In 1975, as Australia’s worst Prime Minister Gough Whitlam was bringing the country to its knees, the ALP was finding it hard to stump up the readies for an election campaign. A crazy from the Victorian Socialist Left, Baghdad Bill Hartley, hit on the idea of getting funding from the Iraq Baath Party. Whitlam approved the approach, but it didn’t eventuate. As Sheridan says: “…it remains one of the most bizarre and truly amoral episodes in Australian political history, and one to which contemporary biographers of Whitlam seldom refer.”
Well they wouldn’t, would they?
The Australian editorial continues: “The legitimate national interests of democracies change over time, and US policy on Iraq was as correct then as it is now. Some of the opposition to the war was specifically because the decision to fight was made by a conservative president, George W. Bush.”

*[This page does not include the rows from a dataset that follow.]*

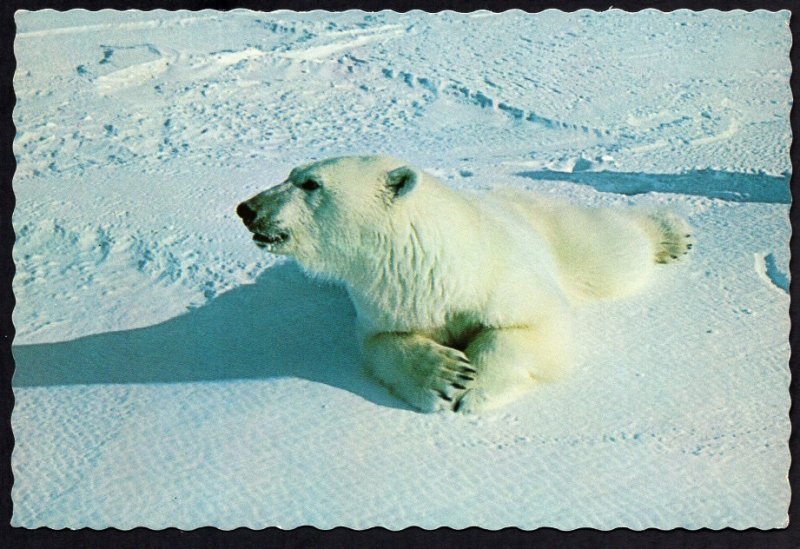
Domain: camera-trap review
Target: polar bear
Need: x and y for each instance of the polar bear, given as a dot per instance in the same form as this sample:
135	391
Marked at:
462	300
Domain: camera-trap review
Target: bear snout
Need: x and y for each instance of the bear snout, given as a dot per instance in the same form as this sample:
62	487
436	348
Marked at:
247	213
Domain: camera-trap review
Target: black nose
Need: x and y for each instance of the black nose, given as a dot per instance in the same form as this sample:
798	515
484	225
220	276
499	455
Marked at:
246	212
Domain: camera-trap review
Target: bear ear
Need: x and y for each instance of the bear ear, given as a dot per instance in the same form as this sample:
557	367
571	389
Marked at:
402	180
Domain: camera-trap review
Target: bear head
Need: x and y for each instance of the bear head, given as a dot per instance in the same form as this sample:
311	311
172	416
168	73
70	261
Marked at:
327	210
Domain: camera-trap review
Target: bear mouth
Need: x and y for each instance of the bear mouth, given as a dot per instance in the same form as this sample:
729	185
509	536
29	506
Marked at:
269	240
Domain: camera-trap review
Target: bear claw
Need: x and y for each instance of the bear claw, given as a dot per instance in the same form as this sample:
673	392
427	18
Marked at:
444	396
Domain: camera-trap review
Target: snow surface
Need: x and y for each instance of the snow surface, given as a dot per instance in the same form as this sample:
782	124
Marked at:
169	373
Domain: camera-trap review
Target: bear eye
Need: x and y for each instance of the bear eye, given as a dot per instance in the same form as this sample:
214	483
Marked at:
309	185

Those who would prefer Saddam still in power need reminding that cherished hero of the US left, Franklin Roosevelt, had Stalin as an ally at a time when such a repulsive coupling was deemed necessary.
Gloomseekers soldier on in the glare of positive outcomes.

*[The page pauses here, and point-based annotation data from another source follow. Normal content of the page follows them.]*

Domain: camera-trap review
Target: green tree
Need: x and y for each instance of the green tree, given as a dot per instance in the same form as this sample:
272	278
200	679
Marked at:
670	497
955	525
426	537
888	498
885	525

They may have nabbed King Rat, but there’s still a couple of outstanding matters, letter writer Ian Semmel tells The Australian today: That only leaves the economy, the resistance, oil, social infrastructure, security and democracy to be tackled.
Rowland Ford on the same page demonstrates why it is often preferable to keep your hands off the keyboard and just be thought a fool: Doesn’t look much like a tyrant to me. More like an old man who has lived in a hole in the ground for six months. I wonder how many billions of dollars it cost to find him.
And Greg Jefferys reckons we now need globalisation. Not the free market type, nothing as unrool as that. Greg’s plumping for a new Age of Aquarius: Until the wealthy West, particularly the US, corrects the immense imbalance in the distribution of global resources, the problem of terrorism in its many forms will not be solved. If the US and Britain diverted a reasonable proportion of their military spending into providing health and education services to the Third World, we would see, in a short time, the end of terrorism and the dawn of an age of global peace.
Peggy Noonan, who doesn’t seem to write enough columns these days, eloquently captures the public mood:
Next stop, Osama. May we find him in a hole. May we search his beard for lice and his gums for disease. May we see in the reflection of the light the mouth of hell, and may we close it for him tight.
All the journalists and politicians, they are always embarrassed to feel joy when something like this happens. They fear it will show a lack of understanding that history is a heavy and ponderous thing, a big tragedy machine, and all progress is illusory. Celebrating a military triumph–and this was among other things a military triumph–seems to them tantamount to Kiplingism, quaintly ignorant and unhelpfully nationalistic. That’s why everyone on TV today is furrowing his brow. They know joy is the wrong thing to be feeling. It’s unsophisticated.
But normal people don’t have to be sophisticated. They can be normal. And happy. And say what normal Americans say when something great in history happens. “Thanks, God. Thanks a lot.”